What happens first when you get to the computer is you have to copy all the files from compact flash to your HDD or SSD.  That takes a while so USB 3 transfer and a fast card reader help there.  Once on your computer you have to convert the RAW file to DNGs.  Each clip comes as one file with the extension RAW.  You have to convert it to a series of DNG files.  To be honest with you I don't know if that operation is CPU intensive or just HD/SSD intensvie.  Obviously if it is disk intensive then using a SSD will solve your problems.  If it is CPU intensive then we will need to know what CPU you have.  I get along okay with a HDD and a first generation Core i7 with 9gigs of RAM but I am not doing anything too lengthy and on a schedule.
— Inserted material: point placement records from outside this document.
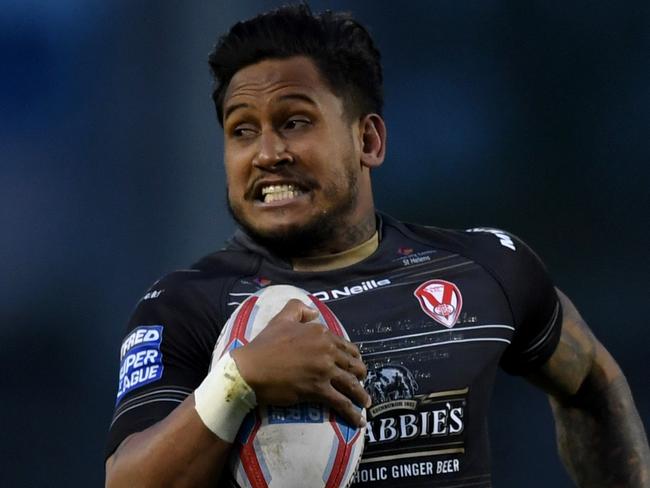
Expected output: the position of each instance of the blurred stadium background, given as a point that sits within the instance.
(529, 116)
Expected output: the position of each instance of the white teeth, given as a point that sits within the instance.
(277, 188)
(273, 193)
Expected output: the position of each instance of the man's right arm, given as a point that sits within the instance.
(177, 451)
(290, 361)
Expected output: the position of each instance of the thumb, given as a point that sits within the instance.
(298, 311)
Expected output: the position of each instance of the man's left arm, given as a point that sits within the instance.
(600, 436)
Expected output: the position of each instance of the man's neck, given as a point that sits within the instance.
(339, 260)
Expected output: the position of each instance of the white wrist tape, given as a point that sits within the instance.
(224, 398)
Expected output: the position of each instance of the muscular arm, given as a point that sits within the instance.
(600, 435)
(178, 451)
(291, 360)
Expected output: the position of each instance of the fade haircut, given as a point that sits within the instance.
(340, 47)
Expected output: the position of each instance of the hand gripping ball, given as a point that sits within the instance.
(304, 445)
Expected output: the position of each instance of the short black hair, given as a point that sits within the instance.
(341, 48)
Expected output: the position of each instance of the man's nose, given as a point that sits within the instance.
(272, 151)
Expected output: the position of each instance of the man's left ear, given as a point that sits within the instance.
(372, 130)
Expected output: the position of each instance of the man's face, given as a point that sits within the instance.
(292, 156)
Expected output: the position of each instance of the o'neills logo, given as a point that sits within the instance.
(348, 291)
(441, 300)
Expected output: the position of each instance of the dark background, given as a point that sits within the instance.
(529, 116)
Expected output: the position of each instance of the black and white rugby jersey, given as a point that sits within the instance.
(433, 311)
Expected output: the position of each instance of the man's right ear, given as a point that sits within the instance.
(372, 129)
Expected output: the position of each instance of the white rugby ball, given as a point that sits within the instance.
(305, 445)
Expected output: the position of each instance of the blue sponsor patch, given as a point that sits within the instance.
(140, 359)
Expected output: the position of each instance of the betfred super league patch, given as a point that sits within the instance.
(140, 359)
(441, 300)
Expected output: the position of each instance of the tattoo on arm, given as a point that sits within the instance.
(601, 438)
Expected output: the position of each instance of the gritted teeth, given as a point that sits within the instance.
(278, 188)
(273, 193)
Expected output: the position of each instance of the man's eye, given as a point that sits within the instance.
(296, 123)
(243, 131)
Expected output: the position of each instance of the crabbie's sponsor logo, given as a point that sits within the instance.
(441, 300)
(348, 291)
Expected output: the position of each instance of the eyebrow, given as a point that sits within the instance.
(288, 96)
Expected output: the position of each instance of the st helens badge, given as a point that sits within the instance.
(441, 300)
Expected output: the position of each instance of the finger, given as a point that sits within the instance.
(349, 385)
(297, 311)
(350, 412)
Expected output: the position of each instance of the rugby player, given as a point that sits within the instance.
(299, 97)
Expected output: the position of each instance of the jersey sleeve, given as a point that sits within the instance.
(164, 356)
(532, 298)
The next step is to color balance/grade the DNGs and convert them to JPEGs or TIFFs.  First you have to load all the DNGs in a series into Camera Raw.  That takes FOREVER.  I guess that is a HDD bottleneck.  Then you color blanace/grade one frame.  That's pretty quick and painless.  That step is where you really have fun with raw.  Then you have to apply all the changes to all the other frames.  That takes FOREVER.  Then you have to save all the changes.  That takes FOREVER.  After that you are left with a folder full of 2 megapixel jpegs.  Import them directly into Premiere and toss them on the time line.  That part takes no time at all.  They play back at full speed no problem.  Once the JPEGs are created everything zips along.


So bottom line I don't know if the bottleneck is HDD or CPU.  It's painful though.  It's not like the system freezes or anything though.  You just have to open and apply changes to hundreds of individual files.